Her article is a master-class of what the Fathers of Vatican II referred to as the lay apostolate. This was not invented in the 1960s; before then there was a thriving lay apostolate in the Church. Unfortunately, for various reasons, it was, to a large degree, emasculated after the council, in favour of lay ministry.

The difference is this: as a priest, I can distribute Holy Communion, I can read out the scriptures, I can celebrate the Liturgy. If lay people do these things, they are essentially helping the priest.

As a priest, I cannot campaign in a trade union for the social teaching of the Church, I cannot gather employees of a bank to say the Rosary during the coffee break, I cannot run a business that gives its employees decent conditions of work. Only lay people can do those things - and there would be many more (and probably better) examples to lengthen the list.

And I cannot tell a mother from experience, about the joys and trials of bringing up children - only a lay woman can do that.
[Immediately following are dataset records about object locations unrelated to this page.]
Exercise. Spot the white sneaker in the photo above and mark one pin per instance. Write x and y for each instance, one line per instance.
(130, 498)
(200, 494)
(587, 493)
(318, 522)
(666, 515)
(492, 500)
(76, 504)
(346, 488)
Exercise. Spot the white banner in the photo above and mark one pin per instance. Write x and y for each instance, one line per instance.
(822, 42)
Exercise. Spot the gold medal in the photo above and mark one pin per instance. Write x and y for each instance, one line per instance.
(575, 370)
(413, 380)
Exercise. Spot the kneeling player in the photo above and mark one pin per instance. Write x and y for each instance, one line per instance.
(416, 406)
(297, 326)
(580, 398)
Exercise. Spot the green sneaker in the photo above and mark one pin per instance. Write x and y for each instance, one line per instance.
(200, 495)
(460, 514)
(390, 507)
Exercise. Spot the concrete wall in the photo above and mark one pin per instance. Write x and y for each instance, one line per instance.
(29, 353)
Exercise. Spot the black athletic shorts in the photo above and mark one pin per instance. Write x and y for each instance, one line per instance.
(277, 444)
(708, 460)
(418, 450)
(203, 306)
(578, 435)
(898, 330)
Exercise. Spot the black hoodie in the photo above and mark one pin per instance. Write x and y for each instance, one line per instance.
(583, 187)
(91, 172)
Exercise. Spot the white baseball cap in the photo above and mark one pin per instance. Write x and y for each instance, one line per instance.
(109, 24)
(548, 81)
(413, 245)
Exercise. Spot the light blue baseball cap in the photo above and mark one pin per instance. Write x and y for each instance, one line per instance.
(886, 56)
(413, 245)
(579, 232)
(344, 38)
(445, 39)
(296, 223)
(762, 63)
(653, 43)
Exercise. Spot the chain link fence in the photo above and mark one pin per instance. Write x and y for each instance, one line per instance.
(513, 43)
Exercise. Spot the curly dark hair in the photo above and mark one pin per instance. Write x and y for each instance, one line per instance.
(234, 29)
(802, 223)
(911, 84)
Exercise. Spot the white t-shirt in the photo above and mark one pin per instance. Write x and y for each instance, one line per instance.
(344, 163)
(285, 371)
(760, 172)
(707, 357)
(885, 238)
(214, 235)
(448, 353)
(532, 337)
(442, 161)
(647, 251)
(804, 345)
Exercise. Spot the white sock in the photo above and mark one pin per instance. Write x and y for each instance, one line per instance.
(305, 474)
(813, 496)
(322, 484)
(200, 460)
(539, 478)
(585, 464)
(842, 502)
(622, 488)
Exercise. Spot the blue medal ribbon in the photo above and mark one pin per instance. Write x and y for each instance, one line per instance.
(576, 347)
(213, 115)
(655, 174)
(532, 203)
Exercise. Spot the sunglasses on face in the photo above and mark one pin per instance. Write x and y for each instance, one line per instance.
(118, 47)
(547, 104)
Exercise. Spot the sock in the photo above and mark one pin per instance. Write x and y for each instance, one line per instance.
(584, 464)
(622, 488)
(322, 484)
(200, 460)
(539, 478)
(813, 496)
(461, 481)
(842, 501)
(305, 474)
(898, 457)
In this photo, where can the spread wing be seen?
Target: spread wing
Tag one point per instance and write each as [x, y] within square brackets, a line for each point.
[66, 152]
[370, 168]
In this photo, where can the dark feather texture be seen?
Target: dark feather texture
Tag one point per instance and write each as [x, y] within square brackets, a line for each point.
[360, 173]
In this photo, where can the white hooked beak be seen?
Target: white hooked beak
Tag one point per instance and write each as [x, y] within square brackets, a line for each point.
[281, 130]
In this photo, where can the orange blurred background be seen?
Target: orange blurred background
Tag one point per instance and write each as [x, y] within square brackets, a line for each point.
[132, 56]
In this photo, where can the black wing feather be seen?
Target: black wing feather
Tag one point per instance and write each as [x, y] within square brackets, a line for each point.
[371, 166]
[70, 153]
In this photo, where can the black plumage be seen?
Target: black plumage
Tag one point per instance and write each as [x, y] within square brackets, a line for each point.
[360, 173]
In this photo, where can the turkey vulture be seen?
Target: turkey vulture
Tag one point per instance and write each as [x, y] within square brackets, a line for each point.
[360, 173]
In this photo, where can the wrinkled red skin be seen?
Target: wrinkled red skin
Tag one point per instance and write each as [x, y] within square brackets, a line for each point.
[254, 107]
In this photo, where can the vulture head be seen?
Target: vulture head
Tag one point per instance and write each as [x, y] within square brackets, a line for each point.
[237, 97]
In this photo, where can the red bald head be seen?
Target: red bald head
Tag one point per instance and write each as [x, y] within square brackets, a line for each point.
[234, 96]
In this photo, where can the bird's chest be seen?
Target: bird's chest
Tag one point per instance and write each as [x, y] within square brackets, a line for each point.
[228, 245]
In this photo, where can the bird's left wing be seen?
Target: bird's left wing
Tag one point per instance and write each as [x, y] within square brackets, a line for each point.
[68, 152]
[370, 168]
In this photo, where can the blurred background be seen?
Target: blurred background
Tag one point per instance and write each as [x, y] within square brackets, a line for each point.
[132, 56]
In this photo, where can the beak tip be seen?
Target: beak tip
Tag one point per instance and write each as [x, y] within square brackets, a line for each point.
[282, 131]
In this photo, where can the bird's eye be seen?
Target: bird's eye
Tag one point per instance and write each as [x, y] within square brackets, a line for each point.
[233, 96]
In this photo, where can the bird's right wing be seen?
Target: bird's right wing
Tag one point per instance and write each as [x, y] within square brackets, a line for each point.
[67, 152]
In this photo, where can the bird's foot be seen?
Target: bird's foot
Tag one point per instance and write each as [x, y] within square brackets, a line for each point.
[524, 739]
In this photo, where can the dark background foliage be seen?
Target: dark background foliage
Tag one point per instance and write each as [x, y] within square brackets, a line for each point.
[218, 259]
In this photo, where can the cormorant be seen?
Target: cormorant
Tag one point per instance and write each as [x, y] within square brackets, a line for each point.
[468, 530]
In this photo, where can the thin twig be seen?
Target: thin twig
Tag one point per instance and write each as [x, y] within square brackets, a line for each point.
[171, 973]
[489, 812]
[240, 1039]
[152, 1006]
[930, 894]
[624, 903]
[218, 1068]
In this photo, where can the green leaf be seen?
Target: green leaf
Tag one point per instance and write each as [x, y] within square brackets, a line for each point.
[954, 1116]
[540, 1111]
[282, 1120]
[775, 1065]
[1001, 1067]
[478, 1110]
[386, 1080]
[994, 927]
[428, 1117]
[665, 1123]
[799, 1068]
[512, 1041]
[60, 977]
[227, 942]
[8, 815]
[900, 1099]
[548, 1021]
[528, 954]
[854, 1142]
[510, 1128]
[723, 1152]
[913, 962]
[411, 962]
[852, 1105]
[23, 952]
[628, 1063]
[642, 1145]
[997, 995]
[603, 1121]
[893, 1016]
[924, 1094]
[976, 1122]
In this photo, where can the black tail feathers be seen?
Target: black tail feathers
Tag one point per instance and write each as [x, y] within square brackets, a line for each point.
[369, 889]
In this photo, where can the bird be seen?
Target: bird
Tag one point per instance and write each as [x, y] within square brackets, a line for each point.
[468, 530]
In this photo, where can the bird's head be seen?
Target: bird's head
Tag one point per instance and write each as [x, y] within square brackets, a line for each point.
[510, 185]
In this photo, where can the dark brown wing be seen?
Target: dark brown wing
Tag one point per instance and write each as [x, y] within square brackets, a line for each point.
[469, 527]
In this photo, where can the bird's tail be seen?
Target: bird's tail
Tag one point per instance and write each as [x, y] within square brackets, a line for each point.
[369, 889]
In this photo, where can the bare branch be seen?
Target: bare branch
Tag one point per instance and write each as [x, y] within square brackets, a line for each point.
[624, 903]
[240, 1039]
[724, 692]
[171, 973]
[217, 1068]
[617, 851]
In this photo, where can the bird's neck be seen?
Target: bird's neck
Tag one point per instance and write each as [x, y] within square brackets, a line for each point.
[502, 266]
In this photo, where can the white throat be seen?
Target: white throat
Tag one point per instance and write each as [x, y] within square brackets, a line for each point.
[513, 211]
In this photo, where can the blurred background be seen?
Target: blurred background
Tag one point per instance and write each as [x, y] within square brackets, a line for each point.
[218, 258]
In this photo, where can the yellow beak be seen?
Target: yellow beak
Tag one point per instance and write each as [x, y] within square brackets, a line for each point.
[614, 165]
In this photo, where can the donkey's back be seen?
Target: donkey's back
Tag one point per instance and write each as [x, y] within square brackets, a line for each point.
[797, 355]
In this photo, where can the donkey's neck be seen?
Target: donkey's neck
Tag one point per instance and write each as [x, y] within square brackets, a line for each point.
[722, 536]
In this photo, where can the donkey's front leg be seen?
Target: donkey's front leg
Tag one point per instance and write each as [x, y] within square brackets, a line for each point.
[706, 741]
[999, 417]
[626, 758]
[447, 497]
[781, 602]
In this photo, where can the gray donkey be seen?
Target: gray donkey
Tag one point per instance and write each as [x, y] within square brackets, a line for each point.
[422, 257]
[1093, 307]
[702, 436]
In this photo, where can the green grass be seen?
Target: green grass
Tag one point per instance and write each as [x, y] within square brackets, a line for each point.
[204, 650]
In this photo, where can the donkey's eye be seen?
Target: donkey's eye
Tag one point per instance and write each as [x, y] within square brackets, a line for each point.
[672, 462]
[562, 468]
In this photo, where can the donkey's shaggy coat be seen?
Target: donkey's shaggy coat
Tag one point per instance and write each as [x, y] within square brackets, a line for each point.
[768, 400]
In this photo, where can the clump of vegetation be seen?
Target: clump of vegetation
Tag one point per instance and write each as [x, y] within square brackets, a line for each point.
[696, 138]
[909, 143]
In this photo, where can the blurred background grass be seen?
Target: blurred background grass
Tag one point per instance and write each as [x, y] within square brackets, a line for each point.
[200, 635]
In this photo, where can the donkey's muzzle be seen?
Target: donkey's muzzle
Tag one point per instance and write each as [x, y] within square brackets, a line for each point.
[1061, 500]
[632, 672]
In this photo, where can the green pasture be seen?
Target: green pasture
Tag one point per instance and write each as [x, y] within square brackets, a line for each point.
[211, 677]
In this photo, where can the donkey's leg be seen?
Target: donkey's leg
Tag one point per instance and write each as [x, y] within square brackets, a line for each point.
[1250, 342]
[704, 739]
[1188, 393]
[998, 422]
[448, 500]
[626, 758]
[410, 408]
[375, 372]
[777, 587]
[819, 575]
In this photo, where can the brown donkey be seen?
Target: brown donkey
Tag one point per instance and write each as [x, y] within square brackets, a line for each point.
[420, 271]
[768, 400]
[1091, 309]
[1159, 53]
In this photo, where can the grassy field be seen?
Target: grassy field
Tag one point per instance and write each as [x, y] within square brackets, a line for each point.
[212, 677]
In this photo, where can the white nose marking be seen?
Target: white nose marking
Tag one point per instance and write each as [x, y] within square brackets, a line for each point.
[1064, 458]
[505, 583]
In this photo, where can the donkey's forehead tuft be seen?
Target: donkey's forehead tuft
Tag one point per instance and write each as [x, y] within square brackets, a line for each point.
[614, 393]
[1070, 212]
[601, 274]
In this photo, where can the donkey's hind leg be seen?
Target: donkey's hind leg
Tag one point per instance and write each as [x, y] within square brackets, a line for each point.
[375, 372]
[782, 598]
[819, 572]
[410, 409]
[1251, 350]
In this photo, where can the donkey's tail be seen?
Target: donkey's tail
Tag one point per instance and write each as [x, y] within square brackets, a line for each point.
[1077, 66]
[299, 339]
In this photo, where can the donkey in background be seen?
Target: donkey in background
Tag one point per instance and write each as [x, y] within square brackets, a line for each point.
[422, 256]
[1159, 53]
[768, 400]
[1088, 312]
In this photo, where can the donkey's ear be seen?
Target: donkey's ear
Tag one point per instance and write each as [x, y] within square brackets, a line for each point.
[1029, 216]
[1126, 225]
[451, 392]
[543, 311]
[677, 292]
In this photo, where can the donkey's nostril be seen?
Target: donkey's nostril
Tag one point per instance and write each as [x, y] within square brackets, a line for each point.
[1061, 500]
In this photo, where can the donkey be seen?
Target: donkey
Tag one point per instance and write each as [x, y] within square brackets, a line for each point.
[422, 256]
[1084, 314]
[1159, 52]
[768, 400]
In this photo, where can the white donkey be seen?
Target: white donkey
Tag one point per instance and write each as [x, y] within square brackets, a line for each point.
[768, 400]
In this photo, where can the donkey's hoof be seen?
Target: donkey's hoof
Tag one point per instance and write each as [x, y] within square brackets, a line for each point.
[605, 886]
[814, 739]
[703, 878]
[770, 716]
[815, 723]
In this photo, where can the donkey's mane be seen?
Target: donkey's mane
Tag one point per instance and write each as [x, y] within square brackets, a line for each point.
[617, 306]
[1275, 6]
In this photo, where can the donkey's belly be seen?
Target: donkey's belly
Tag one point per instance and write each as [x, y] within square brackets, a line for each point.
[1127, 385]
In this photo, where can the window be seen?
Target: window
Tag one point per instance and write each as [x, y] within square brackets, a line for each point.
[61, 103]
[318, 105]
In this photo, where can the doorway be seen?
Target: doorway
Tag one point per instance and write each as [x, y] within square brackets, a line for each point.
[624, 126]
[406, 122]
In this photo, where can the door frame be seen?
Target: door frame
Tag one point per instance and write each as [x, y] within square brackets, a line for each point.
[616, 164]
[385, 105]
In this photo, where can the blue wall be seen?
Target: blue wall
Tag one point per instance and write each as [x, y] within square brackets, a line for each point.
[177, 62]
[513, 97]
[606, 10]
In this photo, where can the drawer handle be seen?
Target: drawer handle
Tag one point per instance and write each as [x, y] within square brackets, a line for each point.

As Pope Benedict said (to the Scottish Bishops on their 2010 ad limina visit):
Hand in hand with a proper appreciation of the priest's role is a correct understanding of the specific vocation of the laity. Sometimes a tendency to confuse lay apostolate with lay ministry has led to an inward-looking concept of their ecclesial role. Yet the Second Vatican Council's vision is that wherever the lay faithful live out their baptismal vocation – in the family, at home, at work – they are actively participating in the Church's mission to sanctify the world. A renewed focus on lay apostolate will help to clarify the roles of clergy and laity and so give a strong impetus to the task of evangelizing society.
Simcha Fisher has given a fine example of the lay apostolate that Pope Benedict was encouraging.

Please stop saying "vibrant"


Can we all stop using the word "vibrant", please.

I have mixed feelings about the film Braveheart but one line that I do like is when Mel Gibson as William Wallace rides out to the parley on the battlefield at Stirling and says "Ah'm goin tae pick a fight". I have waited for a propitious moment to pick this one, fearful of being seen as attacking any particular person who has recently used the word "vibrant" in print (in fact, only today I saw two examples) but I dive in because scarcely a day goes by without seeing something described as vibrant.

Politicians, Bishops, schools, supermarkets, councils, advertising agencies, the local environmental and climate change awareness group, the police, social services, and Uncle Tom Cobley and all, nowadays describe themselves, their activities or their "communities" as vibrant.

Are the communities vibrating or quivering in some way?

Wednesday, 18 January 2012

Faith Magazine latest issue online

I haven't read it yet, but this is just a heads-up that the January edition of Faith Magazine is now online. Sir Dan of the blogosphere tells me that William Oddie is especially worth looking at. I'll be attending to it over my cocoa later.